The way the experiment is designed is that each time a visit takes place, one person uses the drive-thru and the other uses the counter. So the data that is collected is naturally paired up: for the two observed waiting times, there is always a pair of observations.

Why is this important for statistical inference? Well, consider an alternative experimental design as follows: one person always orders at the drive-thru, and the other always orders at the counter. They order the same menu items each time, but they don't always order at the same time because the timing of the visits are not coordinated. Do you see how this could be problematic for making an inference about whether the mean waiting times are equal for the two types of service? Obviously, by not coordinating the visits, it is possible that the waiting time depends on how busy the restaurant is at the moment of the visit, which in turn reasonably depends on the time of day and day of the week. In addition, if the experiment always assigns one person to drive-thru and the other to use the counter, then you won't be able to tell if any differences in the waiting time are attributable to the method of ordering versus the person who is ordering--the two things are counfounded. Maybe the person going up to the counter is more attractive and therefore gets preferential treatment by the restaurant staff.

By pairing the visits and randomizing who uses the drive-thru versus the counter, you control for these extraneous factors that might influence service time.

When the analysis is conducted, it is important to take into account the structure of the data collected. For instance, because the service times correspond to the same visits, the wait times from the same visit will tend to exhibit a positive correlation, because when the restaurant is busy, both drive-thru and counter service is likely to be longer than when the restaurant is not busy. Therefore, by conducting the analysis on the difference in the wait times calculated for each visit, you are removing the effect of restaurant occupancy on wait times: the estimated variance of the difference will be smaller than the variance for the two-sample (unpaired) test, and this leads to greater precision of inference and more power.


The point of randomizing who ordered at the counter vs. at the drive-thru is so that there's no bias based on who did the ordering for each. If one of them always ordered through the drive-thru, and the other always at the counter, then you couldn't make an inference based solely on whether the order was drive-thru or counter - the person making the order would also implicitly be part of the inference.
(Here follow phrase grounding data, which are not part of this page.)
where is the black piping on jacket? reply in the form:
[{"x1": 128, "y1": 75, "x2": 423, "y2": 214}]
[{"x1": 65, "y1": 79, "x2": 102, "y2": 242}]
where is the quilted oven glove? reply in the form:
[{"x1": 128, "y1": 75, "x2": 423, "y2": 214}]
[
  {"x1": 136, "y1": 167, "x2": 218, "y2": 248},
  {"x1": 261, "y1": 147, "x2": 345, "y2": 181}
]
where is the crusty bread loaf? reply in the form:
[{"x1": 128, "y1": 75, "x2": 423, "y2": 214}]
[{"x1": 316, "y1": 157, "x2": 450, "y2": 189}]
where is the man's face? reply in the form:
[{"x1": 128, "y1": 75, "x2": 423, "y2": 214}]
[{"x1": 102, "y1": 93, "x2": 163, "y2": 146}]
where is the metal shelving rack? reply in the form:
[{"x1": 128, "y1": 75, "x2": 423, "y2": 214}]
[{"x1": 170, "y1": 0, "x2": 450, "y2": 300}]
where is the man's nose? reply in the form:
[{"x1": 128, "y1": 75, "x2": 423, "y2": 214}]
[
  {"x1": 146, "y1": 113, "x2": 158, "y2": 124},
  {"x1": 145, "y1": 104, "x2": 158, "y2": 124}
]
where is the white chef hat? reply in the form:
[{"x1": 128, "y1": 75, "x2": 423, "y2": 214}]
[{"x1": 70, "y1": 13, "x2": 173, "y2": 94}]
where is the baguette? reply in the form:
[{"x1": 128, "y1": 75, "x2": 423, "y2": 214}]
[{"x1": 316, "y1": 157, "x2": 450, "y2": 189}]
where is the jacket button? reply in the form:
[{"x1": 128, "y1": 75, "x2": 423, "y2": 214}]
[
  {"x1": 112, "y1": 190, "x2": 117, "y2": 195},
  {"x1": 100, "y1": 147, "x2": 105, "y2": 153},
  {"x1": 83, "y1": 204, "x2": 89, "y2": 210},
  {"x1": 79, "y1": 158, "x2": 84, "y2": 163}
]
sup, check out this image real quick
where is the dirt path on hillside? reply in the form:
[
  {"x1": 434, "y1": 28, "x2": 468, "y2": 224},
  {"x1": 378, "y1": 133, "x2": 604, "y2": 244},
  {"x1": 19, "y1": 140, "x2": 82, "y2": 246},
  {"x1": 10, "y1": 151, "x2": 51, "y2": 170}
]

By randomizing that aspect, the person doing the ordering is no longer correlated with the time it took to complete the order - it's part of the residual, and is uncorrelated with the outcome of interest (difference in time to complete order).

As for the difference between a two-sample and paired t-test, there are a lot of resources out there that can give you more detail (this article from NIH might help).

Ask yourself whether you can think about differences in specific pairs that are in the two groups you're comparing. In this case, you can by pairing at the visit level. For each visit to the fast food restaurant, there is one observation at the counter, and one from the drive-thru. By using a matched pair design, you can eliminate the bias that comes from characteristics of the visit itself (e.g., from what time or day of the week they visited).

For each visit, you can look at time to order through drive-thru minus time to order at the counter, and you have a sample of 555 differences in these pairs, and you can test whether those differences are significantly different from 0.

For a two-sample t-test, you shouldn't be able to pair the observations in the two groups you were comparing in the same way.